# Door panels



## Jared (Apr 19, 2013)

Does anyone know if there are parts available to replace the chrome strips on door panels? The panels on my 70 Lemans are in very nice shape except for the chrome accents. I have looked and am unable to find replacement parts. I hate to replace all of th panels just because the chrome is bad. Thanks.


----------



## Instg8ter (Sep 28, 2010)

Ames should have them, thats where i got the ones for my 66.


----------



## Jared (Apr 19, 2013)

I looked on their site and the OPG site. I didn't see the chrome striping, just the panels.

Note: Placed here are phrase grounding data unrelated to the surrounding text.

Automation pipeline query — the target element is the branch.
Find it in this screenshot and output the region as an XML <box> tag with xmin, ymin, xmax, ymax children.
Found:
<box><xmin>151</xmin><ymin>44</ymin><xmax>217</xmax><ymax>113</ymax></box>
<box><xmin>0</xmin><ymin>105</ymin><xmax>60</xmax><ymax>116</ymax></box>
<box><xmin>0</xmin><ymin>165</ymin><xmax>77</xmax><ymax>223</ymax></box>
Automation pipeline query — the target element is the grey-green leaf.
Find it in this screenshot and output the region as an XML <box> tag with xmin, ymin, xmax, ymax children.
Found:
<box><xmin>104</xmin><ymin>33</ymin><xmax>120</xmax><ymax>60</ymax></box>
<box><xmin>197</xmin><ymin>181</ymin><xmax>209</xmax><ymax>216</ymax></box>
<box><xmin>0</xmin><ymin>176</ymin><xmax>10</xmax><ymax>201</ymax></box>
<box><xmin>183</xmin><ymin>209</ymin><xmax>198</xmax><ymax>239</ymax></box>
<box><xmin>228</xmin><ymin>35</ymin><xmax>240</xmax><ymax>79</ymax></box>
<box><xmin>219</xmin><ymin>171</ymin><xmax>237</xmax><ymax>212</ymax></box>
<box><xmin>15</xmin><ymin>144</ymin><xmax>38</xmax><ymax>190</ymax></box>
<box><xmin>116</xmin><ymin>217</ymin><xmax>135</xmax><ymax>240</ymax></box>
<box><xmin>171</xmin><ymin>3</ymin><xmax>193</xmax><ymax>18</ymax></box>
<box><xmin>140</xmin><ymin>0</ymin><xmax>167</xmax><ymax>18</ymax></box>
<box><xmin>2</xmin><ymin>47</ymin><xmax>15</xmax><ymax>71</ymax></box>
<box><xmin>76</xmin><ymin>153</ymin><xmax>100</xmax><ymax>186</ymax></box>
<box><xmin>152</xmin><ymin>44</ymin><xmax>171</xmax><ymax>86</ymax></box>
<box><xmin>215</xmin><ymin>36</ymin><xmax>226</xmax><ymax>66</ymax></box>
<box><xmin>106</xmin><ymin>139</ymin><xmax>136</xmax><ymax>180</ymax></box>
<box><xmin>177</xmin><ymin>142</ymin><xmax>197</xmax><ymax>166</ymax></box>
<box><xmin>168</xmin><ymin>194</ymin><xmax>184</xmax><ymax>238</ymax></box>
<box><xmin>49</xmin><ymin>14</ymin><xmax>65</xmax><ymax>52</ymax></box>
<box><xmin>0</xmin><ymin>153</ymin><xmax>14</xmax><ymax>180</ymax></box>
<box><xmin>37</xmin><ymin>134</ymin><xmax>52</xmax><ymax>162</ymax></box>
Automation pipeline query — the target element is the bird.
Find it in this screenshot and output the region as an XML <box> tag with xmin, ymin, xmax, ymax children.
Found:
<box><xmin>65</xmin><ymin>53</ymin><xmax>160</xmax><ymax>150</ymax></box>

Did I miss it?


----------



## jmt455 (Mar 26, 2012)

AMES has them; $42 for the set (4 pieces).

A147BC 
Description	1968-1970 GTO AND LEMANS INNER DOOR PANEL MOULDING SET KIT INCLUDES UPPER AND LOWER DOOR MOLDINGS. PLEASE CLICK ON DETAILS. (RE)
Net Comments	THESE MOLDINGS ARE THE CORRECT LENGTH AND FIT WELL; HOWEVER, CROSS-SECTION DESIGN IS INCORRECT. THE MOLDINGS SEPARATE THE VINYL FROM THE DOOR CARPET. OFTEN THESE MOLDINGS ARE DAMAGED THROUGH USE OR BENT UPON REMOVAL.


----------



## Jared (Apr 19, 2013)

Thanks for the help. Much cheaper than replacing panels that are otherwise in very nice shape.


----------